As Anita and Jack’s relationship devolves, their interactions showcase the novel’s interest in dissecting The Damaging Impact of Toxic Masculinity. Jack becomes increasingly controlling, guilting Anita into giving up fellowships that would take her away from him and from New York, even though she struggles to do any creative work in the city. Because Anita’s art is deeply tied to the earth, she finds it difficult to access her creativity in a space that is so far from the natural world, and ass her husband and a fellow artist, Jack should realize this and respect her creative process. However, he instead prioritizes himself and his own career, valuing Anita for the support that she gives him, not for who she is as an individual. Indeed, he is often irritated by what he terms “the constant spectacle of being the husband of Anita de Monte” (51).
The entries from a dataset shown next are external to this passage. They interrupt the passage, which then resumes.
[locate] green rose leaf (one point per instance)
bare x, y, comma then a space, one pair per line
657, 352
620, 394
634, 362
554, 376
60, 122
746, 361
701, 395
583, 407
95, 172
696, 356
This contemptuous remark implies that Jack would prefer Anita to shrink her personality and mold herself into the quiet accessory that he wants in a wife; her diminishment would make him look more interesting by comparison. Because Anita does not play the role of silent supporter well enough and because her art continues to garner acclaim, he begins to cheat on her, and his escalating abuse culminates in Anita’s murder. Through this dramatic representation, Gonzalez suggests that misogynistic men are inherently capable of gender-based violence and that if left unchecked, toxic masculinity can be deadly to the women it targets.